19. Explore The Design Space

主要介绍了池化层,详细可以参考池化层

20. TensorFlow Max Pooling

image

如上图,是Max池化,以2*2滤波器和2的步长,对input进行处理,得到右边的结果。

通过池化处理:能减少input的数据量,将最主要的值保留下来。

TensorFlow中使用tf.nn.max_pool()函数实现卷积层的池化:

...
conv_layer = tf.nn.conv2d(input, weight, strides=[1, 2, 2, 1], padding='SAME')
conv_layer = tf.nn.bias_add(conv_layer, bias)
conv_layer = tf.nn.relu(conv_layer)
# Apply Max Pooling
conv_layer = tf.nn.max_pool(
    conv_layer,
    ksize=[1, 2, 2, 1],
    strides=[1, 2, 2, 1],
    padding='SAME')
  1. ksize:parameter as the size of the filter
  2. strides:parameter as the length of the stride

The ksize and strides parameters are structured as 4-element lists, with each element corresponding to a dimension of the input tensor ([batch, height, width, channels]). For both ksize and strides, the batch and channel dimensions are typically set to 1.

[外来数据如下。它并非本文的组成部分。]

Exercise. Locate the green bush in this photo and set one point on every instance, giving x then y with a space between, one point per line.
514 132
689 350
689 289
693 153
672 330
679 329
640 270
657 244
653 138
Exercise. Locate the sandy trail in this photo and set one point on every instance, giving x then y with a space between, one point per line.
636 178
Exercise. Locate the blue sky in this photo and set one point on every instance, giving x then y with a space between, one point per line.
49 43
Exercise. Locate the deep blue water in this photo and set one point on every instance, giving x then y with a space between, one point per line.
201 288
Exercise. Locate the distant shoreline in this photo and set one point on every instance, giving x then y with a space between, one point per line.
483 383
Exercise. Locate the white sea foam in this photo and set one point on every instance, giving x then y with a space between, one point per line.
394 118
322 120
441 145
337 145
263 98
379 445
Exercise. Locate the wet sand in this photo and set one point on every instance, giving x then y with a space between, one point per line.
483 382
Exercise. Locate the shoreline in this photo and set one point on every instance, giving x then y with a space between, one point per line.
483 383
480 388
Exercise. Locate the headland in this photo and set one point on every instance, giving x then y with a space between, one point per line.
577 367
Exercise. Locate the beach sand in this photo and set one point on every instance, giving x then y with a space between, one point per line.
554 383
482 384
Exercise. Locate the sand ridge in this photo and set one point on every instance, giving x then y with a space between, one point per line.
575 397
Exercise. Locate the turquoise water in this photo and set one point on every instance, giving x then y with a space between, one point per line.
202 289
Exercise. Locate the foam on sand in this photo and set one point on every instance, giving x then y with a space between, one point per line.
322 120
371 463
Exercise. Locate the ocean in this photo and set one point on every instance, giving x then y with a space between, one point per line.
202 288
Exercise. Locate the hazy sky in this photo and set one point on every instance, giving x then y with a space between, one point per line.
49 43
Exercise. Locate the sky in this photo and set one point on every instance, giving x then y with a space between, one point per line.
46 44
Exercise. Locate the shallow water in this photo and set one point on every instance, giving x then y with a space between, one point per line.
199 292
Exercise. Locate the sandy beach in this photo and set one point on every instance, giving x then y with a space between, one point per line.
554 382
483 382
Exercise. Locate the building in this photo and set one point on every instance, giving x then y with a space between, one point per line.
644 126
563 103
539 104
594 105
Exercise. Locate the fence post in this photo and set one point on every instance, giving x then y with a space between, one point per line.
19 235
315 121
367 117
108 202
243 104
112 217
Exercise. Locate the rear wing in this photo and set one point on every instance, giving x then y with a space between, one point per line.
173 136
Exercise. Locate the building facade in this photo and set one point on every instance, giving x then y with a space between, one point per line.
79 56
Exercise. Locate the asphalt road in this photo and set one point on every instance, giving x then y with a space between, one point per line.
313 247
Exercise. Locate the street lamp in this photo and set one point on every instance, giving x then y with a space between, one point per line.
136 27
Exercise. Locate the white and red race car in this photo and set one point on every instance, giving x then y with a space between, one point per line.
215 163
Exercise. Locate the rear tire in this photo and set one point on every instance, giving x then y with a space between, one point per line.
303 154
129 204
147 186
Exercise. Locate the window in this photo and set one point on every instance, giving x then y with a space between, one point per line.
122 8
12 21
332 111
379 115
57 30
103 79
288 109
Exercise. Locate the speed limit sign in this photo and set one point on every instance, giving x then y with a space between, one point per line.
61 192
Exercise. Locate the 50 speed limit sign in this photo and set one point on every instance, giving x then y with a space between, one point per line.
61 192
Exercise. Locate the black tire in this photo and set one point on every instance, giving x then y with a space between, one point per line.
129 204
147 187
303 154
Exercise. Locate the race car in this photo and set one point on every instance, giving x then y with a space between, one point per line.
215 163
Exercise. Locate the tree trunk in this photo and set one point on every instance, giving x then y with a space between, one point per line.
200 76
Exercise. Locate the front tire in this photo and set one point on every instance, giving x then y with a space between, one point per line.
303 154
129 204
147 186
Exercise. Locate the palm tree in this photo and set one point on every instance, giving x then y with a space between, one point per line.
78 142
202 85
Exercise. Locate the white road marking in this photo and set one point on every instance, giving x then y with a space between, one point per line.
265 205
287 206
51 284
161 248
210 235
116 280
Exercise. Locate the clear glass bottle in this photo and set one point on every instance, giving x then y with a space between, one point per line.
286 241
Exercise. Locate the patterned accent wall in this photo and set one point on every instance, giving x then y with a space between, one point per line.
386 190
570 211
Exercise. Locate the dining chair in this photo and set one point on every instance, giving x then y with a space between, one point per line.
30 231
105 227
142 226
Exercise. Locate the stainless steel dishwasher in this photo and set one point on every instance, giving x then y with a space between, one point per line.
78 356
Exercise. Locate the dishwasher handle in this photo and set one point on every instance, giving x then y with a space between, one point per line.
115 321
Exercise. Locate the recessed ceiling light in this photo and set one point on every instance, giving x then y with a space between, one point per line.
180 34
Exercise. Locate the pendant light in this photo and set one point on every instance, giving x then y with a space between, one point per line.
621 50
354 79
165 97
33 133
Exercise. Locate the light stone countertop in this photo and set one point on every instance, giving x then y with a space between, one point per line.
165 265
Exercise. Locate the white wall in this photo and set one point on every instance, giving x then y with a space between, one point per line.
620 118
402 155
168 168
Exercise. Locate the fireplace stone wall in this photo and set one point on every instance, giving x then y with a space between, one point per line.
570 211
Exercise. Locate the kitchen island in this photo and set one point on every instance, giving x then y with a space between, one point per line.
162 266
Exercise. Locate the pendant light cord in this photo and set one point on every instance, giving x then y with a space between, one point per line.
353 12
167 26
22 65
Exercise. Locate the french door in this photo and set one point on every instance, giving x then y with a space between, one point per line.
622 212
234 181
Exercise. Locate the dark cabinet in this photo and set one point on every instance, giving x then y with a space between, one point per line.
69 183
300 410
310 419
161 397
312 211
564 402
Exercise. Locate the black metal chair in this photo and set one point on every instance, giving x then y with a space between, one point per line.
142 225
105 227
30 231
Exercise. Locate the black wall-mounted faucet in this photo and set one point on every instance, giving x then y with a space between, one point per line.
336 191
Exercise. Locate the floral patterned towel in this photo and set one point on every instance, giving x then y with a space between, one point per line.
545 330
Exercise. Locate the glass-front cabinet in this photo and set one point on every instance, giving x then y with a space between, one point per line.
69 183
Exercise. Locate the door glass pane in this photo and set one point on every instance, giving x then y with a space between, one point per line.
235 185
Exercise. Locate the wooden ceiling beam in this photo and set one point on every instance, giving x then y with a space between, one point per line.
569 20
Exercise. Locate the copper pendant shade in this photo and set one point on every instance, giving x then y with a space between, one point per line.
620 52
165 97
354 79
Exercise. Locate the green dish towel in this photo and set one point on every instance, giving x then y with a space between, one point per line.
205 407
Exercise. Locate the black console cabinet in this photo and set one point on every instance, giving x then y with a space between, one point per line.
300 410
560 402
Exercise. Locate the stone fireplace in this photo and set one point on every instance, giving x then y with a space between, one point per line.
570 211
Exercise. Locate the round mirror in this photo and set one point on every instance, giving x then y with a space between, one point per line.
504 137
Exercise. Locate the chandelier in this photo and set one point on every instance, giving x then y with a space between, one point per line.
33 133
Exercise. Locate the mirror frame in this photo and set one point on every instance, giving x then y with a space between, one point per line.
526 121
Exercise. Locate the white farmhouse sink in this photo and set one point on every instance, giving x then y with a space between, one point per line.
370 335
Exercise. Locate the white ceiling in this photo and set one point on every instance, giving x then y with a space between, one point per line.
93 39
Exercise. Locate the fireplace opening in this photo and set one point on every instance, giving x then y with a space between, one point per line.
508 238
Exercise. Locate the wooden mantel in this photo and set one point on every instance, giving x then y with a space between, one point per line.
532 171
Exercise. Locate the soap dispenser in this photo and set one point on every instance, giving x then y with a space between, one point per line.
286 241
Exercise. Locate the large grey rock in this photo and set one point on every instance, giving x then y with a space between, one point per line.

A pooling layer is generally used to:

  1. Decrease the size of the output
  2. Prevent overfitting

Reducing overfitting is a consequence of the reducing the output size, which in turn, reduces the number of parameters in future layers.

但是最近,池化技术逐渐失宠,主要是:

  1. Dropout能提供更好的正则化。(Dropout是一种在学习的过程中随机删除神经元的方法,训练时,随机选出隐藏层的神经元,然后将其删除,被删除的神经元不再进行信号的传递。)
  2. 池化导致了信息丢失。

23. Quiz: Pooling Mechanics

关于池化层和input层的定义如下:

- We have an input of shape 4x4x5 (HxWxD)
- Filter of shape 2x2 (HxW)
- A stride of 2 for both the height and width (S)

最终处理后的结果公式如下:

new_height = (input_height - filter_height)/S + 1
new_width = (input_width - filter_width)/S + 1

image

output is 2x2x5,相应的代码如下:

input = tf.placeholder(tf.float32, (None, 4, 4, 5))
filter_shape = [1, 2, 2, 1]
strides = [1, 2, 2, 1]
padding = 'VALID'
pool = tf.nn.max_pool(input, filter_shape, strides, padding)

最后输出的pool应该是[1, 2, 2, 5]

29. 1x1 Convolutions

udacity这个视频讲的啥啊,…无语了,完全没懂,看看吴恩达讲的视频Neural Networks - Networks in Networks and 1x1 Convolutions

31. Convolutional Network in TensorFlow

31.1 示例代码

from tensorflow.examples.tutorials.mnist import input_data
mnist = input_data.read_data_sets(".", one_hot=True, reshape=False)

import tensorflow as tf

# Parameters
learning_rate = 0.00001
epochs = 10
batch_size = 128

# Number of samples to calculate validation and accuracy
# Decrease this if you're running out of memory to calculate accuracy
test_valid_size = 256

# Network Parameters
n_classes = 10  # MNIST total classes (0-9 digits)
dropout = 0.75  # Dropout, probability to keep units


# Store layers weight & bias
weights = {
    'wc1': tf.Variable(tf.random_normal([5, 5, 1, 32])),
    'wc2': tf.Variable(tf.random_normal([5, 5, 32, 64])),
    'wd1': tf.Variable(tf.random_normal([7*7*64, 1024])),
    'out': tf.Variable(tf.random_normal([1024, n_classes]))}

biases = {
    'bc1': tf.Variable(tf.random_normal([32])),
    'bc2': tf.Variable(tf.random_normal([64])),
    'bd1': tf.Variable(tf.random_normal([1024])),
    'out': tf.Variable(tf.random_normal([n_classes]))}


def conv2d(x, W, b, strides=1):
    x = tf.nn.conv2d(x, W, strides=[1, strides, strides, 1], padding='SAME')
    x = tf.nn.bias_add(x, b)
    return tf.nn.relu(x)

def maxpool2d(x, k=2):
    return tf.nn.max_pool(x, ksize=[1, k, k, 1], strides=[1, k, k, 1], padding='SAME')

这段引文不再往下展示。